Emma non è più una ragazzina, è attratta da Hook ma in maniera adulta, matura, si tratta all’inizio di un’attrazione fisica e lo stesso vale per il pirata. Non è destino, non è l’amore da favola ma solo due persone reali, con i loro problemi e traumi che in qualche modo si ritrovano. Lottano l’uno contro l’altro per la sopravvivenza ma imparano anche l’uno dall’altro e il primo ad innamorarsi è senza dubbio Hook.

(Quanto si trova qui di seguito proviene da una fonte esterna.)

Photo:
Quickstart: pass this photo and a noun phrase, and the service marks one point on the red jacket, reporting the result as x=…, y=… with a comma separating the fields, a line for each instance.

Quando? Quando nel finale Emma gli dà una ragione per restare, gli ricorda che un tempo era molto più di un semplice pirata in cerca di vendetta. Emma diventa la prima persona che in tantissimo tempo gli dà fiducia, pensa che se solo lui lo volesse potrebbe riscattarsi ed essere altro da un villain.
In conclusione la seconda stagione pianta i semi per quelli che saranno altri pilastri del mondo di Once Upon a Time, i Captain Swan in primis ma non solo. Segna un’evoluzione della storia di cui ci siamo innamorati, sviluppa i personaggi tra pregi e difetti, ci mostra come essere cattivi o buoni nemmeno nel mondo delle fiabe è un dato di fatto aprioristico ma dipende dalla scelte che ogni giorno si decidono di affrontare, dall’impulso a seguire la via più semplice e decidere invece di ignorarla. Chi siamo non è stato deciso, lo costruiamo noi stessi nella gioia e nel dolore.